File under: Police Misconduct, Civil Rights, First Amendment, Retaliatory Arrest
Threading the Finest Needle: Retaliatory Arrest Claims after Nieves v. Bartlett.
As part of our civil rights and police misconduct practice, we regularly field phone calls that – in addition to whatever other physical or legal indignities were visited upon the caller by the police – feature some variation of the following refrain: “I wasn’t even doing anything illegal, the officer just arrested me because he was upset…”
The technical name for this is a “retaliatory arrest”; the usual story involving the citizen engaging in some perfectly legal, usually core-First-Amendment activity – perhaps videotaping an officer conducting an arrest of a third party, or offering a colorful assessment of the officer’s intelligence and physical attractiveness – that has sufficiently provoked the officer and produced an arrest (at least) as a response. The violation of the civil rights occurs because the arrest isn’t prompted by criminal behavior, but as a means of evening the score for the citizen exercising a right guaranteed to them under the law, albeit in a fashion the officer finds obnoxious. This sort of thing, unfortunately, comes up routinely. And, despite the fact that it seems straightforward enough in theory, in practice this variety of regrettable police behavior presents a difficult basis on which to build a successful lawsuit. Also – because there is rarely good news where police misconduct litigation and the Supreme Court are concerned – this already-bad situation was recently made worse by our nation’s high court.
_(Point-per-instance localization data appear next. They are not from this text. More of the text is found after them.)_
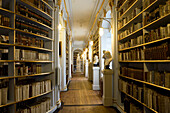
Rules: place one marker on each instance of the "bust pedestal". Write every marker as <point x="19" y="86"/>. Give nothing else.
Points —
<point x="107" y="87"/>
<point x="96" y="78"/>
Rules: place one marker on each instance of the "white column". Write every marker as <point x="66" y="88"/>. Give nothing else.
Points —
<point x="56" y="57"/>
<point x="96" y="78"/>
<point x="63" y="57"/>
<point x="86" y="68"/>
<point x="107" y="87"/>
<point x="70" y="54"/>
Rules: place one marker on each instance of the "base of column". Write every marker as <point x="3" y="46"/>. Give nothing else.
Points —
<point x="96" y="87"/>
<point x="107" y="101"/>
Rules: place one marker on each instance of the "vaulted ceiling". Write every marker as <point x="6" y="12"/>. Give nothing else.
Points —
<point x="83" y="13"/>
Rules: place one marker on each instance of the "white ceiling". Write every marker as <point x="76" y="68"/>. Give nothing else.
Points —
<point x="82" y="13"/>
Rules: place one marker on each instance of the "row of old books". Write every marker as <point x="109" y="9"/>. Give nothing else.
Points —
<point x="4" y="84"/>
<point x="131" y="89"/>
<point x="39" y="4"/>
<point x="161" y="78"/>
<point x="31" y="14"/>
<point x="130" y="107"/>
<point x="156" y="101"/>
<point x="4" y="54"/>
<point x="41" y="106"/>
<point x="30" y="55"/>
<point x="29" y="27"/>
<point x="26" y="89"/>
<point x="125" y="20"/>
<point x="3" y="69"/>
<point x="29" y="41"/>
<point x="130" y="30"/>
<point x="131" y="42"/>
<point x="133" y="73"/>
<point x="4" y="20"/>
<point x="135" y="54"/>
<point x="27" y="69"/>
<point x="125" y="7"/>
<point x="160" y="52"/>
<point x="150" y="97"/>
<point x="158" y="12"/>
<point x="159" y="33"/>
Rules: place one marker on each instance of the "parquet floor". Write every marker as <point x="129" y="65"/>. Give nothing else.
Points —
<point x="80" y="98"/>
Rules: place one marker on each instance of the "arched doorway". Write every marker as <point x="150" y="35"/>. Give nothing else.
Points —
<point x="75" y="54"/>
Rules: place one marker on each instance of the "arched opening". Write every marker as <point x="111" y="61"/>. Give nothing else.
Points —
<point x="77" y="66"/>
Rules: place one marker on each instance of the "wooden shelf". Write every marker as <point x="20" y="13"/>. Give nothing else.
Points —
<point x="145" y="44"/>
<point x="144" y="82"/>
<point x="34" y="61"/>
<point x="10" y="102"/>
<point x="30" y="19"/>
<point x="5" y="27"/>
<point x="32" y="47"/>
<point x="123" y="5"/>
<point x="135" y="4"/>
<point x="139" y="102"/>
<point x="6" y="10"/>
<point x="27" y="4"/>
<point x="132" y="34"/>
<point x="35" y="96"/>
<point x="33" y="34"/>
<point x="40" y="74"/>
<point x="47" y="4"/>
<point x="146" y="61"/>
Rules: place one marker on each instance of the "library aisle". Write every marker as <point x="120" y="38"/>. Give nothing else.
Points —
<point x="80" y="98"/>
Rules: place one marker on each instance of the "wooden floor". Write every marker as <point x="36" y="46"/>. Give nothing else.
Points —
<point x="80" y="98"/>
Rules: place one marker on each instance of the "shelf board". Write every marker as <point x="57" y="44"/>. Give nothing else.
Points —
<point x="6" y="61"/>
<point x="27" y="4"/>
<point x="139" y="102"/>
<point x="9" y="102"/>
<point x="36" y="61"/>
<point x="123" y="5"/>
<point x="5" y="27"/>
<point x="6" y="10"/>
<point x="135" y="33"/>
<point x="30" y="19"/>
<point x="134" y="5"/>
<point x="6" y="77"/>
<point x="31" y="47"/>
<point x="47" y="4"/>
<point x="35" y="96"/>
<point x="144" y="82"/>
<point x="146" y="61"/>
<point x="40" y="74"/>
<point x="34" y="34"/>
<point x="158" y="22"/>
<point x="131" y="47"/>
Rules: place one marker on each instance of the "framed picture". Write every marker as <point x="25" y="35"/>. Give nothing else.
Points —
<point x="60" y="48"/>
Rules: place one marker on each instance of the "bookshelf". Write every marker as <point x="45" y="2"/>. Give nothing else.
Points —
<point x="26" y="52"/>
<point x="143" y="37"/>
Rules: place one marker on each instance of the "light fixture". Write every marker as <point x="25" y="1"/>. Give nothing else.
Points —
<point x="101" y="31"/>
<point x="59" y="26"/>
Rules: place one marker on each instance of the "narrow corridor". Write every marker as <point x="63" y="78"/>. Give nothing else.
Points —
<point x="80" y="98"/>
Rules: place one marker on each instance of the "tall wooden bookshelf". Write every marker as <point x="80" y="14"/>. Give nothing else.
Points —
<point x="26" y="55"/>
<point x="143" y="36"/>
<point x="67" y="56"/>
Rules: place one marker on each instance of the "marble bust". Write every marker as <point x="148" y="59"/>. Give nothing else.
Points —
<point x="107" y="59"/>
<point x="96" y="61"/>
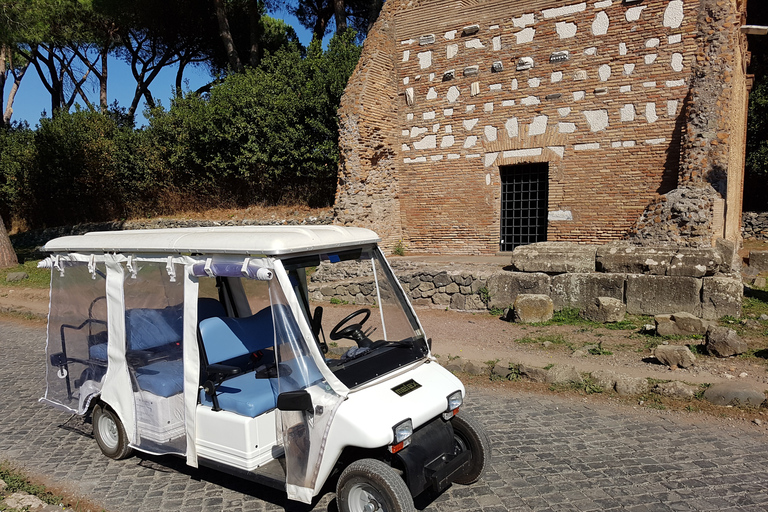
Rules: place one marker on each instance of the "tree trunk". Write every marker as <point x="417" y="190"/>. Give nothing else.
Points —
<point x="341" y="16"/>
<point x="226" y="36"/>
<point x="7" y="254"/>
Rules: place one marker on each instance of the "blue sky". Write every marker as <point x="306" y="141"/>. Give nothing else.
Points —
<point x="32" y="98"/>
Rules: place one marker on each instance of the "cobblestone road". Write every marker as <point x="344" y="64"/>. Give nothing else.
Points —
<point x="548" y="454"/>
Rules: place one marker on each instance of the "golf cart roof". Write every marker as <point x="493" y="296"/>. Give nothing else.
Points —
<point x="248" y="240"/>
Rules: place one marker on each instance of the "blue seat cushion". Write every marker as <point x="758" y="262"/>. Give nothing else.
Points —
<point x="163" y="378"/>
<point x="244" y="395"/>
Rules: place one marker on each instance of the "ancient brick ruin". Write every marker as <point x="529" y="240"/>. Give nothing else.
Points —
<point x="633" y="110"/>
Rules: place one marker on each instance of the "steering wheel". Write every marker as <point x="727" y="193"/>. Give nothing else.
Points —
<point x="353" y="332"/>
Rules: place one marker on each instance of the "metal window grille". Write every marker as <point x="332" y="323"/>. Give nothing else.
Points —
<point x="524" y="204"/>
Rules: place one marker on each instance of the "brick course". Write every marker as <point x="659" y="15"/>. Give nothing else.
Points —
<point x="437" y="104"/>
On May 28th, The Supreme Court published its decision in Nieves v. Bartlett, concerning the ability to bring federal civil rights law suits in the context of 1st. Amendment retaliatory arrest cases. The facts – which occur against the backdrop of a week-long winter festival in the remote Alaskan wilderness known for “extreme sports and extreme alcohol consumption” and involve an arguable lack of judgment on the part of all involved parties– are summarized nicely here. While Mr. Bartlett, perhaps, doesn’t make for the most sympathetic plaintiff, look past that to the worrying upshot of the case: that retaliatory arrest suits will almost always fail where the police can point to probable cause for the arrest. Nieves puts the burden on the Plaintiff to plead and prove a lack of probable cause behind the arrest -relying solely on objective factors (no relying on subjective indicators like the arresting officer’s own snarky remarks). The Court’s sole, narrow exception to this rule is for arrests involving trivial, rarely enforced offenses (e.g., jaywalking) where the pretextual basis for the arrest is more or less clear on the face of the charge brought.
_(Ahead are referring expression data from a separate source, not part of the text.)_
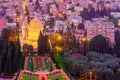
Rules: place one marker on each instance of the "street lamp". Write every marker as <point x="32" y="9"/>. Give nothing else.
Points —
<point x="84" y="44"/>
<point x="90" y="75"/>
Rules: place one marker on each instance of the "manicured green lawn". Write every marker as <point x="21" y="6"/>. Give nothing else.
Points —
<point x="29" y="77"/>
<point x="46" y="64"/>
<point x="30" y="64"/>
<point x="58" y="76"/>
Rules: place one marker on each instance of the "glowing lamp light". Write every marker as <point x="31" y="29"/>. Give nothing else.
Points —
<point x="84" y="39"/>
<point x="119" y="23"/>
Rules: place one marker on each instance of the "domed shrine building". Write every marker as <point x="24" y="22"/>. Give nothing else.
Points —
<point x="30" y="33"/>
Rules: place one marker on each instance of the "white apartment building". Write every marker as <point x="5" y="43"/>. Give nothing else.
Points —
<point x="107" y="29"/>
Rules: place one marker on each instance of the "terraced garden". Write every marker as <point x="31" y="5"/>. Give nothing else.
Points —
<point x="56" y="77"/>
<point x="29" y="77"/>
<point x="39" y="64"/>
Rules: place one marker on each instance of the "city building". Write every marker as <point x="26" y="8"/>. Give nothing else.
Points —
<point x="107" y="29"/>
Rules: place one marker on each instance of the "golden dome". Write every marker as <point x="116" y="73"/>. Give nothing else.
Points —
<point x="35" y="23"/>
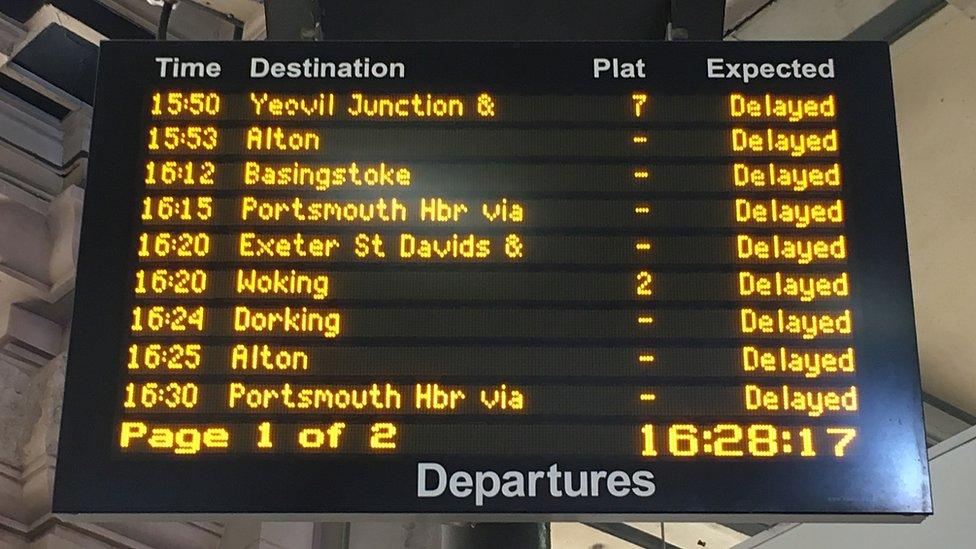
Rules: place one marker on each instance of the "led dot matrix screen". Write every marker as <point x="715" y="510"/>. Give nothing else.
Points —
<point x="530" y="281"/>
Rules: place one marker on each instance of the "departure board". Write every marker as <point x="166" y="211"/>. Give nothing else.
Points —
<point x="508" y="281"/>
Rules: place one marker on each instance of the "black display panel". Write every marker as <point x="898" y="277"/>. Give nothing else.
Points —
<point x="509" y="281"/>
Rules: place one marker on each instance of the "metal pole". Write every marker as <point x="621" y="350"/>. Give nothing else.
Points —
<point x="495" y="535"/>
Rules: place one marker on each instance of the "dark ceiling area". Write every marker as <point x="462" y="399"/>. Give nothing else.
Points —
<point x="62" y="58"/>
<point x="494" y="20"/>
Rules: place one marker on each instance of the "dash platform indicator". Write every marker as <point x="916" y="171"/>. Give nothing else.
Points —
<point x="540" y="280"/>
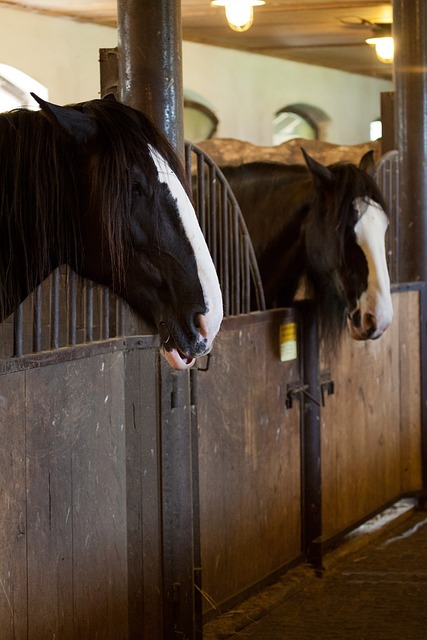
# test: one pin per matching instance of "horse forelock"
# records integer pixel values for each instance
(127, 136)
(36, 222)
(333, 216)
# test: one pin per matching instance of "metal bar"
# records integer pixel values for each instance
(150, 63)
(311, 442)
(410, 64)
(54, 310)
(201, 200)
(18, 321)
(37, 320)
(105, 328)
(72, 308)
(88, 298)
(213, 245)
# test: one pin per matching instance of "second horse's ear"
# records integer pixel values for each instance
(367, 163)
(78, 125)
(318, 171)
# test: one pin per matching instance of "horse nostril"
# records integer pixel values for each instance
(356, 318)
(370, 321)
(200, 324)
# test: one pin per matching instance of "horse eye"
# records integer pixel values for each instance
(137, 189)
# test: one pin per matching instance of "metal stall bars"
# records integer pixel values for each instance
(388, 181)
(226, 234)
(63, 311)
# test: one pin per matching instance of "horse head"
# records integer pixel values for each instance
(137, 229)
(345, 242)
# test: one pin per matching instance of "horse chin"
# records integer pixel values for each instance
(178, 360)
(358, 334)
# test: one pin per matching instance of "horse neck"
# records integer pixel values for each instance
(35, 207)
(282, 240)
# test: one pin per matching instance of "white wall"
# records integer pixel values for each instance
(244, 90)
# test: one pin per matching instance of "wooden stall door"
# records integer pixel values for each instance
(63, 565)
(249, 460)
(371, 426)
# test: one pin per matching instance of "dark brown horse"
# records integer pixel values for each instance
(95, 185)
(323, 227)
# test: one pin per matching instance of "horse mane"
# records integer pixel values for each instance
(34, 167)
(40, 191)
(126, 135)
(349, 183)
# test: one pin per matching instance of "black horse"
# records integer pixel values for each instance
(97, 186)
(323, 227)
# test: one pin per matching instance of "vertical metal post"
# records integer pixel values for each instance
(410, 34)
(150, 62)
(311, 439)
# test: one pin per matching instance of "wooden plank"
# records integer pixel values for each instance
(177, 504)
(249, 459)
(370, 445)
(99, 503)
(13, 525)
(77, 564)
(49, 505)
(145, 577)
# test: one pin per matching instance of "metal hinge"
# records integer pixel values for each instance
(295, 389)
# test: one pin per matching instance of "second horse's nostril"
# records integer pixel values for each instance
(370, 321)
(356, 318)
(200, 324)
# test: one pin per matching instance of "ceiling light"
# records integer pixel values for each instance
(239, 13)
(383, 42)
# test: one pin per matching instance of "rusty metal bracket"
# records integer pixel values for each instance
(327, 385)
(295, 389)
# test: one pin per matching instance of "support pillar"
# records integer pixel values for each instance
(410, 35)
(150, 62)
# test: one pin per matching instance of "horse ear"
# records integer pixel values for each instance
(319, 171)
(81, 127)
(367, 163)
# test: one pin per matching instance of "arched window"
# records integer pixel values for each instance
(298, 121)
(200, 122)
(375, 129)
(15, 87)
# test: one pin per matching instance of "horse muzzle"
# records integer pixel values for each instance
(182, 348)
(366, 326)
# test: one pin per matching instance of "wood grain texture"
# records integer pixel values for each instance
(371, 426)
(249, 459)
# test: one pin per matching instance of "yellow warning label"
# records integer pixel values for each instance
(288, 341)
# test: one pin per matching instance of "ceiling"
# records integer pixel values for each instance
(321, 32)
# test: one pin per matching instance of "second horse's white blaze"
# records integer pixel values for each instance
(375, 304)
(211, 320)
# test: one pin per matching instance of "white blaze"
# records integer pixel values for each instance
(208, 278)
(370, 236)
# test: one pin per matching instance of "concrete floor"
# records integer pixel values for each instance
(374, 587)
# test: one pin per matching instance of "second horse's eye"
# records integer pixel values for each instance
(137, 189)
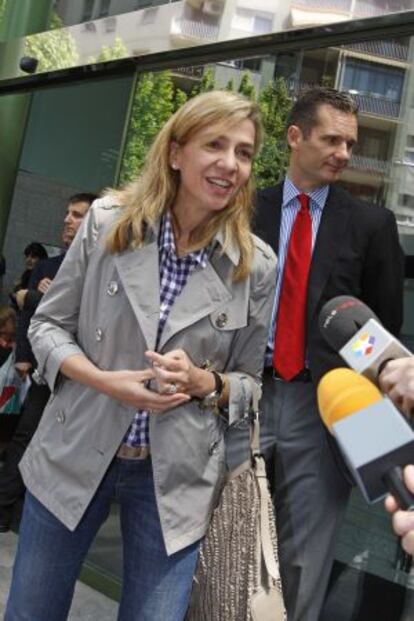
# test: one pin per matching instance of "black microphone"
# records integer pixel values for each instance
(375, 439)
(353, 330)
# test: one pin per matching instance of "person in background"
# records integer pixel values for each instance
(12, 488)
(7, 342)
(33, 253)
(328, 243)
(7, 332)
(151, 338)
(397, 381)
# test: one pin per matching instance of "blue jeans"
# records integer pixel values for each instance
(49, 556)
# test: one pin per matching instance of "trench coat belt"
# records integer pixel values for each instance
(133, 452)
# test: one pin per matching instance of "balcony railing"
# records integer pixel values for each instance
(380, 106)
(191, 29)
(336, 6)
(369, 165)
(384, 49)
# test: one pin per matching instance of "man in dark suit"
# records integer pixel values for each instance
(11, 485)
(328, 243)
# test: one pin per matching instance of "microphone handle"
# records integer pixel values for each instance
(395, 484)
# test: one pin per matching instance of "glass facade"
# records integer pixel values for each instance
(88, 136)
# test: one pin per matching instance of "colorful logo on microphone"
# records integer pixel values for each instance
(364, 345)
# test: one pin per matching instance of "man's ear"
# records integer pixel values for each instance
(173, 156)
(294, 136)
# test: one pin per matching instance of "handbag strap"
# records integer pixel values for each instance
(265, 517)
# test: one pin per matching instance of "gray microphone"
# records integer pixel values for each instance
(375, 439)
(353, 330)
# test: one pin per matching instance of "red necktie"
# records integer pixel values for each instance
(289, 345)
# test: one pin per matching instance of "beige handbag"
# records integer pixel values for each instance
(237, 576)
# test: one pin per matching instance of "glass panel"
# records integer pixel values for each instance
(370, 569)
(124, 25)
(72, 144)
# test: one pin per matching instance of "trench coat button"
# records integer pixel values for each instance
(221, 320)
(112, 288)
Put in layman’s terms, this means that – at some point between conducting the retaliatory arrest and writing up the official police report – the arresting officer needs only dream up a plausible charge, and plausible explanation supporting it, to scuttle a claim. How hard, in practice, is that for an officer to do? Well, Lavrenty Beria – Stalin’s chief of secret police – was allegedly fond of saying “show me the man and I’ll show you the crime.” It’s not as though the officer suffers from a shortage of criminal offenses from which to choose, and the standard – probable cause – is famously low. As a related question, how worrisome is this development – if it was already hard to hold police accountable on this theory of culpability, how much has the needle really moved? A variety of commentators from around the political spectrum agree it’s pretty troublesome and represent a progression from “bad” to “much worse.” It’s also worth echoing the concerns that this decision potentially reaches and unavoidably chills desirable public interaction with / oversight of police: that perhaps it’s one thing when the defendant comes to grief as a result of drunkenly advising underage drinkers of their right to remain silent to an officer’s consternation, but it’s quite another where a concerned citizen is now without civil remedy if they are arrested for “trespassing” while trying to capture video of officers employing excessive force in the arrest of a third party. Even Justice Gorsuch, never likely to be accused of being a civil rights firebrand, expressed queasiness in his concurrence that “criminal laws have grown so exuberantly and come to cover so much previously innocent conduct that almost anyone can be arrested for something. If the state could use these laws not for their intended purposes but to silence those who voice unpopular ideas, little would be left of our First Amendment liberties, and little would separate us from the tyrannies of the past or the malignant fiefdoms of our own age.” Strong stuff indeed from a Justice known for being an otherwise-thuddingly-dull writer.
So, what should you do if this happens to you? Is it still worth calling an attorney? Perhaps. Set your expectations realistically, but don’t assume all hope is lost – the hole in the needle has gotten significantly smaller, but it still may be possible to thread. A clever officer will appreciate the necessity of always finding a plausible charge to offer up in their police report, as a matter of insurance. But the facts still matter, and with body-worn cameras becoming more common the police report may not be the final word on what actually happened. Attorneys experienced in civil rights litigation – obligatory plug: the attorneys of Hedges & Tumposky all meet this description – who stay current on the developments in the field may be able to navigate the hurdles thrown up by Nieves and preserve your claim.